How does suggestive search account for misspelled words?

I’ve seen this when searching on google. Even if a person misspells arthritis, for example, and types in arthritis instead, Google figured out what the person means. I need to implement something similar on my website. Roughly how is this accomplished in the database? Do websites create a common search table in a database that includes a column of mis-spelled variations?

Thanks!

If and only if your platform is Linux that uses PHP and MySql or similar databases…

Try searching for sounds like or maybe soundex.

AFAIK, most searches do not depend on adding fields with misspellings, but reduce words into their components. i.e. “stemmer”, “lexeme”, “phoneme”.

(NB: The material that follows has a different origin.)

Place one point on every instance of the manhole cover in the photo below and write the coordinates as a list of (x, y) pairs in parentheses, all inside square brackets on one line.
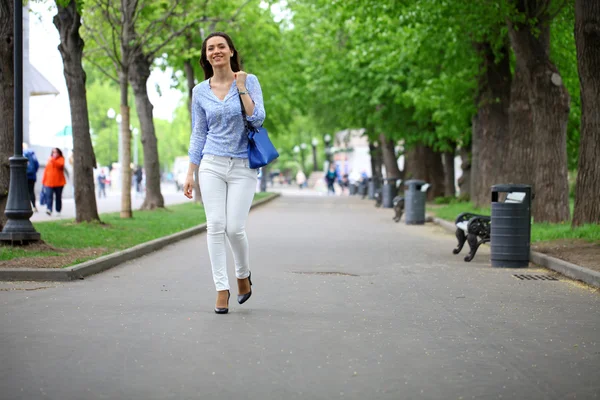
[(535, 277), (329, 273)]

I just tried some MySQL FULLTEXT queries, but although they found exact matches very well, disappointingly they did not return misspelled words. However, as John_Betong posted, soundex is worth a try.

IMHO, PostgreSQL (and probably other databases as well) has more advanced text search features

1 Like

This is just my thinking but wouldn’t google do something more clever than just looking at similar words. At a guess i would have thought they would look at what the user enters, what they ultimately click on and how this compares to other searches. E.g If 200,000 people type is arthritis and click on a webpage that contains that word surely it would make sense that the 30 people who type arthitis accidentally and still click on a webpage about arthritis or realise and retype the word correctly and search again and then click on a webpage about arthritis actually wanted arthritis as the search term. Over time and millions of interactions google could build a very powerful system to work out what someone actually means and offer the ‘did you mean XXX’. Google bombing is similar in some respects where enough links with certain keywords pointed to a certain webpage and eventually google assumed that is what people wanted to see https://en.wikipedia.org/wiki/Google_bomb.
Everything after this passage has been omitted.